Portale di Archeologia Medievale
http://192.167.112.135/
Resource links maintained by the Dipartimento di Archeologia e Storia delle Arti Area di Archeologia Medievale, Università degli Studi di Siena.
PHAROS: International Consortium of Photo Archives
PHAROS is an international consortium of fourteen European and North American art historical photo archives committed to creating a digital research platform allowing for comprehensive consolidated access to photo archive images and their associated scholarly documentation. Established in 2013, PHAROS responds to the need for the rich visual and textual material held in art-historical photo archives, often unpublished and uniquely accessed through these repositories, to be made accessible for a new generation of scholars accustomed to online access to research materials. Consolidated access to tens of millions of images of works of art will be of immeasurable value to scholarship and teaching for a wide range of art-historical issues. These include provenance and attribution, conservation research, exhibition research, publication history, the history of photography, as well as the history of art history. Above all, PHAROS aims to provide an essential resource for those engaged with new research methodologies within the framework of digital humanities.
Leonardo da Vinci: Between Art and Science (NEH Summer Institute, Florence Italy 2012), edited by Francesca Fiorani and Anna Marazeula Kim (March 2014)
https://faculty.virginia.edu/Fiorani/NEH-Institute/essays/introduction/
This collection of essays emerged from the research projects that 24 NEH Scholars developed during the NEH Summer Institute “Leonardo da Vinci: Between Art and Science” (Florence, Italy, June–July 2012), hosted by the Kunsthistorisches Institut in Florenz (KHI).
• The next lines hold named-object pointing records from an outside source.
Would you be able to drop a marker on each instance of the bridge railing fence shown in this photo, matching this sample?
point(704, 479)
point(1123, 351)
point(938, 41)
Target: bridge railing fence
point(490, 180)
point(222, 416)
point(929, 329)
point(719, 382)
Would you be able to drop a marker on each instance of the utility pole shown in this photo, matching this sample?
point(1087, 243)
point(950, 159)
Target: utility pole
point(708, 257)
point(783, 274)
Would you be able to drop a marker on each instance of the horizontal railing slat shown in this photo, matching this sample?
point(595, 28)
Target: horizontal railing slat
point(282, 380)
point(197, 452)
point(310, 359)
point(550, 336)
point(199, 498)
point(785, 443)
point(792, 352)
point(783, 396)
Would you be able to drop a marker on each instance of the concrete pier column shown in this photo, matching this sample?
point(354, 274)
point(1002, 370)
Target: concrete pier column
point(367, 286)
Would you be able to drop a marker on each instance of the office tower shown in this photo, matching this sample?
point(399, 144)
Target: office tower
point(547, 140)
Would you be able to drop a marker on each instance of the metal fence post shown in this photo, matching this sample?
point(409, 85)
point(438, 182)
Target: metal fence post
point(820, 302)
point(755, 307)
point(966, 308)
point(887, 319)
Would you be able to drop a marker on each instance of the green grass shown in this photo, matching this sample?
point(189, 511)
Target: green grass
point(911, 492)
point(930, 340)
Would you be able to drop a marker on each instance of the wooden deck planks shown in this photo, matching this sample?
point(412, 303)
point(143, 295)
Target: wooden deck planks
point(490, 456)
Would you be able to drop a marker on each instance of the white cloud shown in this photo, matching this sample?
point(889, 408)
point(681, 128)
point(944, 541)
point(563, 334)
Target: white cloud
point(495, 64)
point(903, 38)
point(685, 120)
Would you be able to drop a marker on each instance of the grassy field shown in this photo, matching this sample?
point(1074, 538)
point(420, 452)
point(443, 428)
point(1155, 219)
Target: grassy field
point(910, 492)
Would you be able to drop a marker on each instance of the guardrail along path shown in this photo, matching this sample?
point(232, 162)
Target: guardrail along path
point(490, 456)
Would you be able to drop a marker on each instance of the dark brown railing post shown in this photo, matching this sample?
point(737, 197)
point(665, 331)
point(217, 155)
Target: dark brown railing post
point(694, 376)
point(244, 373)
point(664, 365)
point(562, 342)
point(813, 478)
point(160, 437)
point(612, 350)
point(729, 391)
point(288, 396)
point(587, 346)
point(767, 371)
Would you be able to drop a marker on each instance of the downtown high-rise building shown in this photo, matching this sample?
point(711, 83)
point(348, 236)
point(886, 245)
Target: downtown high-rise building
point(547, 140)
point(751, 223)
Over a period of three weeks, NEH Scholars explored the relations between art and science in the works of Leonardo da Vinci (1452–1519), the versatile, canonical artist of western art who moved with equal ease among artistic, literary, intellectual and scientific circles. The Institute was organized around three major themes: Word and Image, Painting and Drawing, and Craftsmen and Scholars.
Mother of All Art History
A portal for art history resources include art history departments, museums, online collections, and research.
Death and Gender in Early Modernity
This site gathers artistic representations of death, dead bodies, relics, anatomical specimens and burial instructions to analyze how death altered the category of gender in the early modern period. These are testimonies of real and symbolic interventions counteracting or re-signifying the loss of sexual markers and gendered behaviours in remains that had been part of gendered human beings.With their interventions, producers and consumers of human remains (embalmers, artists, the faithful, anatomists) reinstated, effaced, or transcended the remains’ previous gender identity and the category of gender itself.
This site is useful for the study of gender in the early modern period, as well as for those studying funerary rituals, the treatment of human remains and other aspects related to death in the period as well as for art historians interested in the representation of death. Collaborations welcome.
The Perseus Digital Library
An online library providing access to a wide variety of primary and secondary sources of classical texts and translations such as Lewis and Short’s Latin Dictionary, as well as Renaissance sources and texts which are searchable via the site’s search function. The site also includes database of art and archaeology artifacts.